For the moment, however, my confusion had grown. I had also learnt of an adult snow leopard that had been killed in Kibber, just a couple of years earlier. My long-held idea of a benign people, coexisting in harmony with nature, was crumbling before my eyes. 

I remember trying to gently discuss such persecution of wildlife with the villagers, and with Tenzin. He was wise, but at one point in our discussion, I thought I finally had him cornered. I asked him how could they kill these animals, especially since they were practicing Buddhism that teaches reverence for all forms of life? 

Tenzin’s answer to my question was both simple and honest. He agreed that Buddhism taught compassion towards all living beings, and he agreed that these animals had a right to live. But what he said next was very humbling, and in retrospect, it was perhaps one of my first lasting lessons in the real world of conservation.

He said that he and his people, in trying to make a living and caring for their children, did not have the ability to conserve snow leopards and wolves.  

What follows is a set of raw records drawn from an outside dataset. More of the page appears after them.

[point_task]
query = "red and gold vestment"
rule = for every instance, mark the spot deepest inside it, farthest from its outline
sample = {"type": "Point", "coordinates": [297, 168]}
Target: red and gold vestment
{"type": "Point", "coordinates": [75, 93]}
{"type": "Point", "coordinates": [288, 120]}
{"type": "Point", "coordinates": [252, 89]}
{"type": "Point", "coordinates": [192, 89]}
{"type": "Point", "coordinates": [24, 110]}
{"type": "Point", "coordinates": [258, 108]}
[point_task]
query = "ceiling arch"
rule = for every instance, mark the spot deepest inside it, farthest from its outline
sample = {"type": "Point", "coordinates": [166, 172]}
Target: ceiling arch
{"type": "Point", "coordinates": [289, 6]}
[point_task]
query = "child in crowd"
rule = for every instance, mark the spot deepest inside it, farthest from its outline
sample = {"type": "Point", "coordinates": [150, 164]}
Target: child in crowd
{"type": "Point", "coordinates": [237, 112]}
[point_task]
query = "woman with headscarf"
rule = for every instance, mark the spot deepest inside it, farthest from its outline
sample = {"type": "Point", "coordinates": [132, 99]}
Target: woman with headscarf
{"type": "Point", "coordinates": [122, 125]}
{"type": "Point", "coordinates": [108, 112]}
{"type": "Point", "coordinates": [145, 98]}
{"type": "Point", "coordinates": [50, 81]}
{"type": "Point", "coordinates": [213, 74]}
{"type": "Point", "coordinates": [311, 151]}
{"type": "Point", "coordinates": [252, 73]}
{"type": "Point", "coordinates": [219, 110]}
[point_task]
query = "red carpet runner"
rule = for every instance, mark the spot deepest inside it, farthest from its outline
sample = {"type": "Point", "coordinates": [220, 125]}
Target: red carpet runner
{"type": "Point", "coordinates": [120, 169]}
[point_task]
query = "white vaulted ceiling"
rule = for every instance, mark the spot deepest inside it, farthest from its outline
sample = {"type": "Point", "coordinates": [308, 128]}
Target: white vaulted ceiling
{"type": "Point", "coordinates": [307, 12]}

Those were powerful words. Today, I am convinced that the problem is not so much with the willingness, but rather the ability of local communities to help conserve wildlife, as my friend Tenzin had put across so simply and eloquently 20 years ago. Over the years, I had countless other conversations with Tenzin that left me similarly enriched, often humbled. Sadly, Tenzin suddenly passed away a few years back, much before his time.

Engaging with and listening to the needs of local communities is the key to protecting predators like the snow leopard. Photo by NCF India

As I look back, if there’s one important way in which I have made efforts to contribute to conservation, it is by trying to strengthen the ability of households and communities like Tenzin’s to conserve. Did Tenzin set me off on this path? Or was it Spiti? Or my other wonderful Spitian friends from whom I learnt much? It is hard to decide. But then, when something is a part of you, these distinctions become unimportant.

2 Comments

  1. Beautiful account of the people of Spiti Valley Charu. Your curiosity and openness to listening and learning how the people in this region, where their very existence depends on their livestock, might see the snow leopard and wolf as financial threats. It was this time as a young scientist that you learned so much making you the compassionate scientist you are today helping snow leopards and people. Snow Leopard Trust has developed many successful community based conservation programs because of this wisdom.